What is the goal of the authors ?

Addressing current approaches in End-to-End learning and showing it's potentials/challenges and training methods. Currently, the state of the art is based on modular architectures, where single tasks are learned and analyzed. While some of these modules might be learned, the interconnection between modules (for example bounding boxes as Perception stack outputs) is highly abstracted and therefore very limited. This offers several advantages such as easier debugging and better interpretability. Due to the number of taks that have already been solved with end-to-end learning, (chess, GO, DOTA2, ATARI games,...) it seems reasonable to think that end-to-end will be crucial in the near future. Especially since humans are able to control car while they are tired and/or distracted.

Methods

Imitation Learning (or behavior cloning)

Most dominant approach in end-to-end learning, where the goal it to mimic the behavior of an expert that teaches the system. The nature of this approach makes it simple to collect large amounts of data (Tesla Shadow mode for example). Complicated scenarios still remain a challenge $[1]$, as well as the distribution shift (data unseen during training) problem. Potential solutions to this are data augmentation, data diversification and on-policy learning. Futhermore it remains challenging to find cases that can be classified as anomalies and when a disengagement by the driver results in an actual edge case. Tesla described this challenge in some of their presentations, as it is important to evaluate wheter data by a specific driver is desirable or not.

Augmentation

In this scenario, augmentation in the image domain relates to the well known techniques (such as cropping, cutting, blurring, darkening/brightening, ...). Driving commands should be augmented correspondingly (steering angle has to be flipped when image is flipped left-right for example). Additionally, techniques such as binning and discarding data can be used to increase the dataset balance.

Diversification

During the data gathering process, diversifying should be one of the goals. Noise can also be added for further diversification of the data. This approach may allow for unseen scenarios to occur, but should be handled with care as it could lead to suboptimal behavior of the model during real world driving. Possible perubtations are shown below. $[2][3]$

On-policy learning

Since decisions made by the autonomous agents can lead to the car drifing away from the optimal trajectory, DAgger $[4]$ proposes to switch between model and data during data collection. Essentially the expert trains the model to recover from mistakes that may occur during it's application. This also allows for question answering applications in case of uncertainty and allows for both offline or online annotations (SafeDAgger $[5]$). Researchers show that this sort of annotation can also be done by using a conventional localization stack during development.

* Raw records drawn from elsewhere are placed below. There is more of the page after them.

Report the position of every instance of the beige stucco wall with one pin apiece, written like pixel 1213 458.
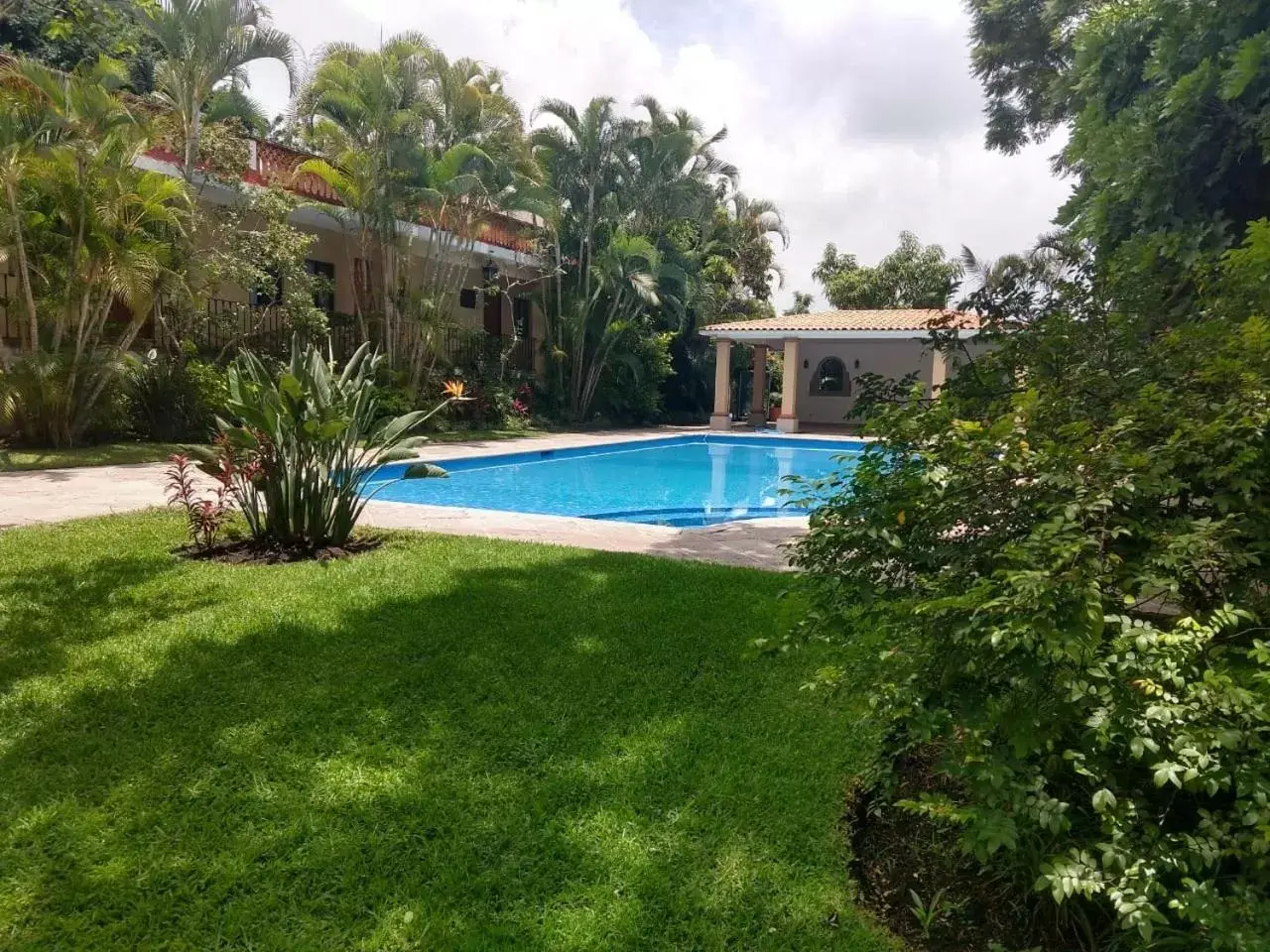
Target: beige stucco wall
pixel 887 358
pixel 334 246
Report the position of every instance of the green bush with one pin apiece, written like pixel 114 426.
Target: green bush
pixel 1070 579
pixel 175 399
pixel 39 402
pixel 631 390
pixel 305 442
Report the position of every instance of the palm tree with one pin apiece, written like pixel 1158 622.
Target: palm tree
pixel 467 103
pixel 580 154
pixel 23 123
pixel 204 44
pixel 411 136
pixel 626 272
pixel 108 232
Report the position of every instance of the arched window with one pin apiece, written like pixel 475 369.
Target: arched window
pixel 829 379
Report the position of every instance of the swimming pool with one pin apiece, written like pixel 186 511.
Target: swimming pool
pixel 689 480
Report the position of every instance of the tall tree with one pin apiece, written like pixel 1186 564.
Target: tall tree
pixel 66 33
pixel 89 230
pixel 1167 103
pixel 802 303
pixel 206 44
pixel 409 136
pixel 912 276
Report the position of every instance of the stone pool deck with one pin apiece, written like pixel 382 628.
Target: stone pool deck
pixel 54 495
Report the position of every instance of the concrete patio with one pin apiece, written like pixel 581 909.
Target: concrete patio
pixel 54 495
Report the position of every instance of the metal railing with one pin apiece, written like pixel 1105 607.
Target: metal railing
pixel 235 325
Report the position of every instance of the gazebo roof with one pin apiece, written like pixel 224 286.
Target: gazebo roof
pixel 848 324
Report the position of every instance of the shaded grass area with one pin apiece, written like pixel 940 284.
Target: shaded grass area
pixel 445 743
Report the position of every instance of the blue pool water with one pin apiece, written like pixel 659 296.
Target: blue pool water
pixel 693 480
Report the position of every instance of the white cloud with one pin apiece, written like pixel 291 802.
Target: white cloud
pixel 858 118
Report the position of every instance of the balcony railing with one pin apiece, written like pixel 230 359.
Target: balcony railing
pixel 272 163
pixel 236 325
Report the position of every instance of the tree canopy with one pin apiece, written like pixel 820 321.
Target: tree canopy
pixel 912 276
pixel 1167 104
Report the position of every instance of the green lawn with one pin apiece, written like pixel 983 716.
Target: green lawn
pixel 445 744
pixel 118 453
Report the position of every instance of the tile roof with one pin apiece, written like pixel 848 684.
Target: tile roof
pixel 915 320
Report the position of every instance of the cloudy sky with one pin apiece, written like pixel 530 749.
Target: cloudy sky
pixel 857 117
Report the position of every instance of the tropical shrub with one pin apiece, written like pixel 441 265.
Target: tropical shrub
pixel 37 397
pixel 173 399
pixel 204 516
pixel 1065 560
pixel 91 239
pixel 304 442
pixel 631 393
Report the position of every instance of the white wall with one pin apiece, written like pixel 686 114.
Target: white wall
pixel 888 358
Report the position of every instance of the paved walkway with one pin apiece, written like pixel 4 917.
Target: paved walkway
pixel 53 495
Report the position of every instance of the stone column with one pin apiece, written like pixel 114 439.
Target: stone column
pixel 721 417
pixel 758 395
pixel 939 372
pixel 790 385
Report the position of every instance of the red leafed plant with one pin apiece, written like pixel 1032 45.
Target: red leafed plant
pixel 206 516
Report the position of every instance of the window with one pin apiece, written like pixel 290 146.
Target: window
pixel 521 311
pixel 268 294
pixel 324 284
pixel 829 379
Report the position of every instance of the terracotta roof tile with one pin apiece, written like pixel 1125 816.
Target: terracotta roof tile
pixel 920 321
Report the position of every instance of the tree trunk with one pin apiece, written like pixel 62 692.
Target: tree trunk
pixel 191 135
pixel 23 271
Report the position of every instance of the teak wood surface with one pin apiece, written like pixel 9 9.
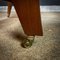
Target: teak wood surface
pixel 28 12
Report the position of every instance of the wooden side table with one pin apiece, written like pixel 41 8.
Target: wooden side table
pixel 28 12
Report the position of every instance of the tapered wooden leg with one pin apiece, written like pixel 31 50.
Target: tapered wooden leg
pixel 28 12
pixel 9 8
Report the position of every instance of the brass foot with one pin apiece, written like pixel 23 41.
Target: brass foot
pixel 27 43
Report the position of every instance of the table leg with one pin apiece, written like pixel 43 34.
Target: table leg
pixel 9 8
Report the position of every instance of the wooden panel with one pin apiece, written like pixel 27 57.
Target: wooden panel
pixel 28 12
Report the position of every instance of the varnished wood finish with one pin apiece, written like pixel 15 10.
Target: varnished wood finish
pixel 9 8
pixel 28 12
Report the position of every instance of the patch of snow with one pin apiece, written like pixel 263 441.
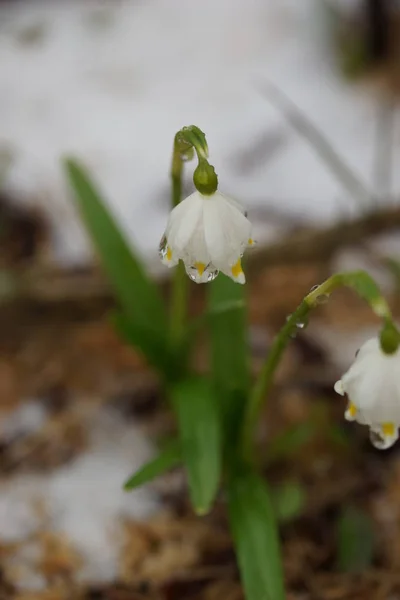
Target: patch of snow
pixel 111 83
pixel 84 499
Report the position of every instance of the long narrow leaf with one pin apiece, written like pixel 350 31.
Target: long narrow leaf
pixel 196 406
pixel 228 334
pixel 229 353
pixel 136 293
pixel 169 458
pixel 254 530
pixel 319 142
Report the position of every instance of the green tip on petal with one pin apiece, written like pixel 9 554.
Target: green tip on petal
pixel 205 178
pixel 389 338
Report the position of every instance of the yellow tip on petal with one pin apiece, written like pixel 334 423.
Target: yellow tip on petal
pixel 237 269
pixel 339 388
pixel 388 429
pixel 351 412
pixel 200 268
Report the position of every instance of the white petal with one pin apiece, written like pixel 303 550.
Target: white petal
pixel 227 231
pixel 339 388
pixel 373 385
pixel 183 221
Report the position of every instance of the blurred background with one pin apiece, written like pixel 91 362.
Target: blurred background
pixel 299 102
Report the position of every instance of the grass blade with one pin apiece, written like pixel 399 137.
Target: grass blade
pixel 319 142
pixel 197 409
pixel 135 291
pixel 169 458
pixel 228 334
pixel 254 530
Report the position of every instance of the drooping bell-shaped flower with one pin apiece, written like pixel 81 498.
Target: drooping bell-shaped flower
pixel 209 232
pixel 372 385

As already mentioned, dataset inbalance is a problem due to both data frequency and data point difficulty. Sampling difficult datapoints more often during training might help the prediction error on these outliers. Nonetheless, this can lead to "easier" samples not being classified correctly anymore. Moreover, the non convex optimization problem of deep learning gives us no guarantee that the model will converge to the same minimum every time.

Reinforcement Learning

Since RL learns the driving policy through it's own experience, it is more immune to potentially insufficient data samples. This still remains a huge challenge as policies for the reward are difficult to create and increasinlgy more difficult to interpret with higher complexity. As learning in the real world can be challenging, it may be possible to improve IL models with RL experience and/or run an RL model on the car that runs on it while not taking control of the actuators. Outputs can then be compared with an IL model or interpreted for further deployment. The largest challenge of RL in the context of autonomous driving remains sim2real transfer, which would allow for experienced agents who were trained in simulation to be deployed in a real car.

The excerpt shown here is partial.